Is that a 29 gallon tank?


----------



## roughneck (Jan 29, 2008)

IrkedCitizen said:


> I am curious as to what the frame looks like. You are all saying "Very nice very nice" but if the frame isn't built right it could all come crashing down. But that tank doesn't look very big so it really shouldn't be an issue.
> 
> Is that a 29 gallon tank?


 I can't draw pics on the computer. Basically I have 4 2x4s on the outside corners resting on the bottom frame. I have 2 2x4's supporting the middle. The top and bottom frames are on the outside of the support 2x4's and are also 2x4's laying flat. I connected everything with metal L brackets, liquid nails, and wood screws.

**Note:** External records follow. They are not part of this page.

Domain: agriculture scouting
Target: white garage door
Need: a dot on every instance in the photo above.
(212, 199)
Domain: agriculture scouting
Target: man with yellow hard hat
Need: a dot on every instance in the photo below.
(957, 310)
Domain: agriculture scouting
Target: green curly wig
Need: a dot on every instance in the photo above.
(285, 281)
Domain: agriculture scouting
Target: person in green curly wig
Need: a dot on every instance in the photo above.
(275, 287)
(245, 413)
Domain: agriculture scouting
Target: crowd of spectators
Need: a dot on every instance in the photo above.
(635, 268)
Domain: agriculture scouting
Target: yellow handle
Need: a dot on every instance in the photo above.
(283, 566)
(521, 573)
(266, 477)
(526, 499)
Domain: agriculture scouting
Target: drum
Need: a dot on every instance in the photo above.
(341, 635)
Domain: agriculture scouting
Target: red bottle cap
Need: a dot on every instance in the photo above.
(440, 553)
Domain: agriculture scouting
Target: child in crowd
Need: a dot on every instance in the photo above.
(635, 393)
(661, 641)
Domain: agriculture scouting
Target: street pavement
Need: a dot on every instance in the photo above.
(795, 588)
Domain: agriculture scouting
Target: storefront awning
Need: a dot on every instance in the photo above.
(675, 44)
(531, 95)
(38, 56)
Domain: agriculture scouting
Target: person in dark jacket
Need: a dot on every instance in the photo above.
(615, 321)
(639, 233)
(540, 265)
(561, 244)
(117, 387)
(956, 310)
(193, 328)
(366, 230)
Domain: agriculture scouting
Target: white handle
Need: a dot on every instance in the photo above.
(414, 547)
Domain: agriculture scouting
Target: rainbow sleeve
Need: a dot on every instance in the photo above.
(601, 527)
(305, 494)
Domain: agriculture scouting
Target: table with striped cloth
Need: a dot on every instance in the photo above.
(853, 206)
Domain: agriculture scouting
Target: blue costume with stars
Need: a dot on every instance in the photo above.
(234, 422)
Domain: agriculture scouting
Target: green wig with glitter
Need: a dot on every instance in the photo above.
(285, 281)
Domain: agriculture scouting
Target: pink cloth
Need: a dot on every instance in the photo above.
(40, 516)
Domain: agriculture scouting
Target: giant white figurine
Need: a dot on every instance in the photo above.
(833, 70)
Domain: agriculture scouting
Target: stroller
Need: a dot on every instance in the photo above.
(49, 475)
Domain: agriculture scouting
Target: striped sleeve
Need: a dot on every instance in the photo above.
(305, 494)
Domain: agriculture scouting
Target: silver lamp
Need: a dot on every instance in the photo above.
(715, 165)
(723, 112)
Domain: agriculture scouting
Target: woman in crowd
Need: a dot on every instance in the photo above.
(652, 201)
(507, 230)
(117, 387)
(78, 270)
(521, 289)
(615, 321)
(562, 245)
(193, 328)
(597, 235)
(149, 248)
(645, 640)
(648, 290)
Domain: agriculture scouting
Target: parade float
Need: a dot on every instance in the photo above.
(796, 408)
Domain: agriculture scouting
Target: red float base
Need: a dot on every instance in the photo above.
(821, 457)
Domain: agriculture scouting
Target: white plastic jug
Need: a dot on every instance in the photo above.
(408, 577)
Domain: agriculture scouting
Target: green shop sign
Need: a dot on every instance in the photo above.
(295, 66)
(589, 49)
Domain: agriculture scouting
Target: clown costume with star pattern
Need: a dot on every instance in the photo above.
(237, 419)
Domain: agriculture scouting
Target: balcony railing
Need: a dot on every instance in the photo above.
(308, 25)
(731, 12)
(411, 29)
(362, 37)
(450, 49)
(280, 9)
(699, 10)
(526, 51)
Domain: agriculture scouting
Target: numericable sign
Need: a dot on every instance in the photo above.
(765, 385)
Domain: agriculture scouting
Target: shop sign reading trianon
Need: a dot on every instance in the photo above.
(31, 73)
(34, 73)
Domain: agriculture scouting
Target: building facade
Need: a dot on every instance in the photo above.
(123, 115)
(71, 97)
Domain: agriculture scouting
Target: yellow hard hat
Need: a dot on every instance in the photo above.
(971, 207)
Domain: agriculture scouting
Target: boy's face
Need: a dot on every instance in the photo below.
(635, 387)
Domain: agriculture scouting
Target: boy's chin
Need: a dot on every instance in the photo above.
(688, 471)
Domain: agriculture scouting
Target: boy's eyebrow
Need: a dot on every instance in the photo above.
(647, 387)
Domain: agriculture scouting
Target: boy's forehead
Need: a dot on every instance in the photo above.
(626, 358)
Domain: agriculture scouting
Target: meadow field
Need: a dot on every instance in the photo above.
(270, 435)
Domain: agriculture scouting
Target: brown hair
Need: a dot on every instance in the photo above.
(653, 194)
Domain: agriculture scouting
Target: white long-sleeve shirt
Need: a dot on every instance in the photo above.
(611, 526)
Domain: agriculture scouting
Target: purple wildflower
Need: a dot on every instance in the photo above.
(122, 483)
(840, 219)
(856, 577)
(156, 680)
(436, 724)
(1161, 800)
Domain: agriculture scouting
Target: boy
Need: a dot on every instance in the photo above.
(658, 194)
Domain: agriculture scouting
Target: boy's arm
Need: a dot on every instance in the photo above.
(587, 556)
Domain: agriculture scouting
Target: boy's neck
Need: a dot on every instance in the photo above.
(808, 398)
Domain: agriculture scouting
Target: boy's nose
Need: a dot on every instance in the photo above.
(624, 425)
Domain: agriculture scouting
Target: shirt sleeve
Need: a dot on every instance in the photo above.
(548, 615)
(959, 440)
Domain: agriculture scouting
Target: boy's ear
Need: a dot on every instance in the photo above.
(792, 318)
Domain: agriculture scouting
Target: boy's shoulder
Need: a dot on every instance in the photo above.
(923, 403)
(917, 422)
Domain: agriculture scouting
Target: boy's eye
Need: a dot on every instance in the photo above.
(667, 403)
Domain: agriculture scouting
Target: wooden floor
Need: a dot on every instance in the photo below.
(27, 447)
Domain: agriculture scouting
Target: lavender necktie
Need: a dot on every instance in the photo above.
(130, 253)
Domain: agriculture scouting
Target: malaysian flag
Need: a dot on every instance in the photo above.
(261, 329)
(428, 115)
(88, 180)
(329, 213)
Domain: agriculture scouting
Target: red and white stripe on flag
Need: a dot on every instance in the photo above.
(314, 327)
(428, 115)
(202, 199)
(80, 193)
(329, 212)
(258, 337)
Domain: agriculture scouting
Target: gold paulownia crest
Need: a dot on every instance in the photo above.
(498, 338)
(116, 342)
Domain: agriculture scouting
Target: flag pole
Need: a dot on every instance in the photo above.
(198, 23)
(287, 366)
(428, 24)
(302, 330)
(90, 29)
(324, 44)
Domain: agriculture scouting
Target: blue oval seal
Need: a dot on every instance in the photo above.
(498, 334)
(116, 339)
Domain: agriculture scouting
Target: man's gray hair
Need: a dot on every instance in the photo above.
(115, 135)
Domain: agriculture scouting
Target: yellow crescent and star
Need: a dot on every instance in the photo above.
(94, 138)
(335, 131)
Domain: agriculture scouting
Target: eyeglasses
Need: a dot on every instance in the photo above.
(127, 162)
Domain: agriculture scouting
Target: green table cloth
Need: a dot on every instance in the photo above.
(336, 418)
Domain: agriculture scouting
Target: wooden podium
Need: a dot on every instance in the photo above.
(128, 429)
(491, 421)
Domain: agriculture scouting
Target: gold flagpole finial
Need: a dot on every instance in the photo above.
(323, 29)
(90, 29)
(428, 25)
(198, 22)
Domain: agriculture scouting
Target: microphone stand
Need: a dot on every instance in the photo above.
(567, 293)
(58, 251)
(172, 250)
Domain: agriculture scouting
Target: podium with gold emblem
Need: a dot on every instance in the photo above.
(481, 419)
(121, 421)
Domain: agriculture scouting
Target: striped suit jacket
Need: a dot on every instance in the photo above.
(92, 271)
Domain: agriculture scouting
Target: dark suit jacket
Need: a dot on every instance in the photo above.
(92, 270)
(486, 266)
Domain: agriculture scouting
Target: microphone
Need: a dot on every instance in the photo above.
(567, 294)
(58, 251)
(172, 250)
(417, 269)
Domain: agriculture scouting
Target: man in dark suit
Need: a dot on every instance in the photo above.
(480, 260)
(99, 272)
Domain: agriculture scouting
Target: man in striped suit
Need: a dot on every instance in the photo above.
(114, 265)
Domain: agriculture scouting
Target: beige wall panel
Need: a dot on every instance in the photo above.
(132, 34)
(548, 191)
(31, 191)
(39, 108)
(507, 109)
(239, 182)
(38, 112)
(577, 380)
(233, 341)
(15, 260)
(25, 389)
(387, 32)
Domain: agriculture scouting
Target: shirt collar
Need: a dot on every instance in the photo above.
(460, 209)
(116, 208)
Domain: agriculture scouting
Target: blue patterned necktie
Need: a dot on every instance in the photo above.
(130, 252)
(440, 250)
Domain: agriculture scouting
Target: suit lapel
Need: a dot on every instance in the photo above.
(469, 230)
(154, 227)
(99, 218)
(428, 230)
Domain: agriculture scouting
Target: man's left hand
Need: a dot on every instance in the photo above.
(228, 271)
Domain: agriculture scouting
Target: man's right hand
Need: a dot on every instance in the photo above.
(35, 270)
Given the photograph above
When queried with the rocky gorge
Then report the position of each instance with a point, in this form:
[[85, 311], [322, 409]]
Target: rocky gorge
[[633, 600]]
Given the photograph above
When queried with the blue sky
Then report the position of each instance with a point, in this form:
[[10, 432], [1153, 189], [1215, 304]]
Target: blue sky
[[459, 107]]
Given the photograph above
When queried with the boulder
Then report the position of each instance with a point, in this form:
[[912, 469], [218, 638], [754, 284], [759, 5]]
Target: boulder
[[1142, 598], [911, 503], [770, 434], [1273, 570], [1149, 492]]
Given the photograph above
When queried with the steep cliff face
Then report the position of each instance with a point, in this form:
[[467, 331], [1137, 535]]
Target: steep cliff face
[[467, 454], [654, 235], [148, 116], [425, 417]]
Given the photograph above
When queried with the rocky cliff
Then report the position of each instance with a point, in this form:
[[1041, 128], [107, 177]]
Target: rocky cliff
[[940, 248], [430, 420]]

So I have three different things holding it together. I'm 6'5" 330LBS and sat on it, got up on my feet on it and even jumped on it because I had to grab a balloon my daughter let drift to the ceiling haha. It is probally over built to be honest, but I like things to last a long long time.

It is a 29 gallon tank.


----------



## fishwolfe (Mar 27, 2005)

6'5" and couldn't reach the ceiling????


----------



## roughneck (Jan 29, 2008)

fishwolfe said:



> 6'5" and couldn't reach the ceiling????


 Not in the garage. I'd say it's at least 10'. In my house I can easily.


----------